I drank some more water. I rested a little, sitting on the side of the bare springs. Then I went over to the door and put my mouth against the hinge side and yelled:
“Fire! Fire! Fire!”
It was a short wait and a pleasant one. He came running hard along the hallway outside and his key jammed viciously into the lock and twisted hard.
The door jumped open. I was flat against the wall on the opening side. He had the sap out this time, a nice little tool about five inches long, covered with woven brown leather. His eyes popped at the stripped bed and then began to swing around.
I giggled and socked him. I laid the coil spring on the side of his head and he stumbled forward. I followed him down to his knees. I hit him twice more He made a moaning sound. I took the sap out of his limp hand. He whined.

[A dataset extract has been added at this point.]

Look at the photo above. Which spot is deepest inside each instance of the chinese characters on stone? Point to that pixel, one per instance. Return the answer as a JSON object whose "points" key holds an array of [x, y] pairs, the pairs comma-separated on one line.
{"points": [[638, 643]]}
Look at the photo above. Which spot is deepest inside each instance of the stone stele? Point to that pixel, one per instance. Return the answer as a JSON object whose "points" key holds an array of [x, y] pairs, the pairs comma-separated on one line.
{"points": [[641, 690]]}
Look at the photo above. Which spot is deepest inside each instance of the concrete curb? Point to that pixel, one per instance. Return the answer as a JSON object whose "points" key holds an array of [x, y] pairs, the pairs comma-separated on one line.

I used my knee on his face. It hurt my knee. He didn’t tell me whether it hurt his face. While he was still groaning I knocked him cold with the sap.
I got the key from the outside of the door and locked it from the inside and went through him. He had more keys. One of them fitted my closet. In it my clothes hung. I went through my pockets. The money was gone from my wallet. I went back to the man with the white coat. He had too much money for his job. I took what I had started with and heaved him on to the bed and strapped him wrist and ankle and stuffed half a yard of sheet into his mouth. He had a smashed nose. I waited long enough to make sure he could breathe through it.

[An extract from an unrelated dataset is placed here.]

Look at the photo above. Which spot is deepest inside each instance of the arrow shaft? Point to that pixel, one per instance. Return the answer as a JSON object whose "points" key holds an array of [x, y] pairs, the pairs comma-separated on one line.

I was sorry for him. A simple hardworking little guy trying to hold his job down and get his weekly pay check. Maybe with a wife and kids. Too bad. And all he had to help him was a sap. It didn’t seem fair. I put the doped whiskey down where he could reach it, if his hands hadn’t been strapped.
I patted his shoulder. I almost cried over him.
All my clothes, even my gun harness and gun, but no shells in the gun, hung in the closet. I dressed with fumbling fingers, yawning a great deal.
The man on the bed rested. I left him there and locked him in.
Outside was a wide silent hallway with three closed doors. No sounds came from behind any of them. A wine-colored carpet crept down the middle and was as silent as the rest of the house. At the end there was a jog in the hall and then another hall at right angles and the head of a big old-fashioned staircase with white oak bannisters. It curved graciously down into the dim hall below. Two stained glass inner doors ended the lower hall. It was tessellated and thick rugs lay on it. A crack of light seeped past the edge of an almost closed door. But no sound at all.